England’s 20 year old Chris Doran is certainly a player who stands out from the crowd; in fact he stands head and shoulders above the rest.
The reason is that in virtually every tournament he competes, he is the tallest player. At the Volkswagen World Junior Championships in December 2009, he attracted the attention in Cartagena de Indias and at the current Polish Open in Warsaw he has caught the eye.
However, it is not just the fact that he is over two metres tall that attracts the attention; he is a very able player.
In Cartagena de Indias he beat Hungary’s Daniel Kosiba, the reigning European Youth champion at the time, in the group stage of proceedings in the Boys’ Singles event and in Warsaw he has impressed.
Life in the Men’s Singles event was torturous, he was beaten by both Japan’s Kaito Fujimoto and Russia’s Grigory Vlassov but in the Under 21 Men’s Singles first phase matches on Thursday 11th November 2010, life was much better.
He defeated the Czech Republic’s Marek Obeslo before causing an upset to overcome Slovenia’s Jan Zibrat, the third highest world ranked player on duty in the first phase of the event’s proceedings.
Likened to Vladimir Samsonov
“I’m 202 centimetres tall and I play table tennis, I’m also one of the tallest players in the world”, said Chris Doran. “My friends call me the English Vladimir Samsonov.”
Now that is a high accolade and Chris Doran is not unlike the three times winner of the Men’s World Cup; a major quality of his play is he excellent control over a table tennis ball; as they say in the trade, “he has good hands”.
My friends always compare me to Vladimir Samsonov”, continued Chris Doran. “One day I hope to play just like him, he’s my favourite player“.
It was his Samsonov likev style of play that brought success on the second day of action.
“It’s difficult for me to play aggressively and dynamically close to the table”, explained Chris Doran who was born with a defect in his clavicle that grew with age.
“When I was 11 years old I underwent an operation as the defect became too large”, continued Chris Doran. “They took some bone from my hip an inserted it into my clavicle, for four years I had a metal screw in my collar bone; to this day I still have scars from the operation.“
The result was that for two years after the surgery the Englishman could only block the ball when playing table tennis; only later did his career start to blossom.

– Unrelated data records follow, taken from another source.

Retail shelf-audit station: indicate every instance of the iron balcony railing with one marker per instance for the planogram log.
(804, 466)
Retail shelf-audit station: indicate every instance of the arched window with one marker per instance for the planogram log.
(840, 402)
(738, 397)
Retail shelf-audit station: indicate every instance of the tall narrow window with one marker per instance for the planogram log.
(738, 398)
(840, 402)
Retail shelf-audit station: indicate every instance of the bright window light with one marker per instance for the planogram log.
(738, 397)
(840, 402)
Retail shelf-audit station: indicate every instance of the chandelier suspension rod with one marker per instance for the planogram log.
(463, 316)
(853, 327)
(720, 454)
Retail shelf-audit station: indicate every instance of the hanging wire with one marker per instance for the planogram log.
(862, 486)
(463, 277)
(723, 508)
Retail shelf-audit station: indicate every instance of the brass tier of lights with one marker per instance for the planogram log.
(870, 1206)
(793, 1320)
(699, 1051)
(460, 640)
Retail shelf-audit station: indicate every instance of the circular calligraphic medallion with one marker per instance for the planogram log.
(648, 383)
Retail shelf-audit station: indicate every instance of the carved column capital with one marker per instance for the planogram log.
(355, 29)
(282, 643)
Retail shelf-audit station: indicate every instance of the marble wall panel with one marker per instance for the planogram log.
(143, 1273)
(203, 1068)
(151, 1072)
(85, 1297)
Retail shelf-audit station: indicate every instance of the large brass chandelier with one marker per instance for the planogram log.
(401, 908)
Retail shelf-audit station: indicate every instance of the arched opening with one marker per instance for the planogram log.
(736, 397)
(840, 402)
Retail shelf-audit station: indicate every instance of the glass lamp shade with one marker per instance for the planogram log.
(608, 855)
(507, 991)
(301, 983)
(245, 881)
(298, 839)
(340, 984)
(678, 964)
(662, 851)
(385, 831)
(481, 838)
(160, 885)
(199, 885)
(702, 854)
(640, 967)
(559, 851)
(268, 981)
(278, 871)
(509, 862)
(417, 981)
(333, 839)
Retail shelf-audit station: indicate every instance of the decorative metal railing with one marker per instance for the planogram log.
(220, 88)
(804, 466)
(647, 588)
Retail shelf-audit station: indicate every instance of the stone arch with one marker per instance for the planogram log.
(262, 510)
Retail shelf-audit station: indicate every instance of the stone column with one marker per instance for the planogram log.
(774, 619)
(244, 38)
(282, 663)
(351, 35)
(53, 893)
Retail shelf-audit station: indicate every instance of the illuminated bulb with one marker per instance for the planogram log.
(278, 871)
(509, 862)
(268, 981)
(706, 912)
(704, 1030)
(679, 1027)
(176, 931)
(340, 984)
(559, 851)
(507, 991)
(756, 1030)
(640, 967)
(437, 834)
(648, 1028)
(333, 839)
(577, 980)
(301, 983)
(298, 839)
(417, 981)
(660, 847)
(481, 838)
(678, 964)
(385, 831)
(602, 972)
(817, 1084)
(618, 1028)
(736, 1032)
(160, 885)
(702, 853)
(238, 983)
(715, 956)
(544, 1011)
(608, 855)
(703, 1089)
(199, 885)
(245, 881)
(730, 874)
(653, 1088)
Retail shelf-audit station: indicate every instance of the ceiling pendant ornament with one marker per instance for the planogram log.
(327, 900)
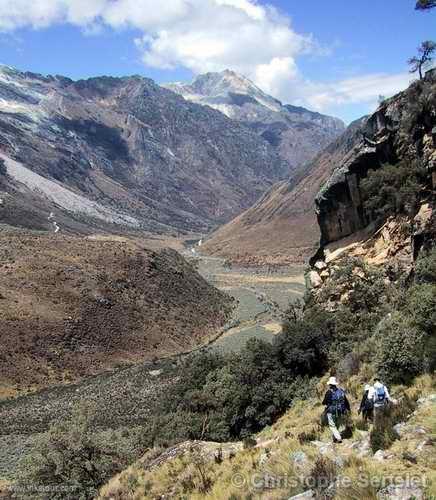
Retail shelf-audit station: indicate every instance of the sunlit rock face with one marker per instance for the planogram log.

“I’ve been playing table tennis since I was 11 years old”, added Chris Doran. “Swimming played an important role in my recovery as well as with my overall physical development, I couldn’t always train twice a day, even though I would have liked to; in my spare time I love playing golf and basketball.”
No doubt he is built for basketball but he is a fine golfer, a single figure handicap, he was been the Northamptonshire Junior champion, the county from which he hails in England.
Plays in Germany, Trains in Sweden
Currently he plays in the German Bundesliga Second Division for Dortmund Bad Damm but he lives and trains in Sweden.
“I live in Helsingbörg, on weekends I travel to league matches in Germany and on Monday I return to Sweden to train”, concluded Chris Doran. “My dream is to represent Great Britain at the next Olympic Games in London, 2012.“
Judging by his performance in Warsaw on the second day of play at the Polish Open, that dream may come true.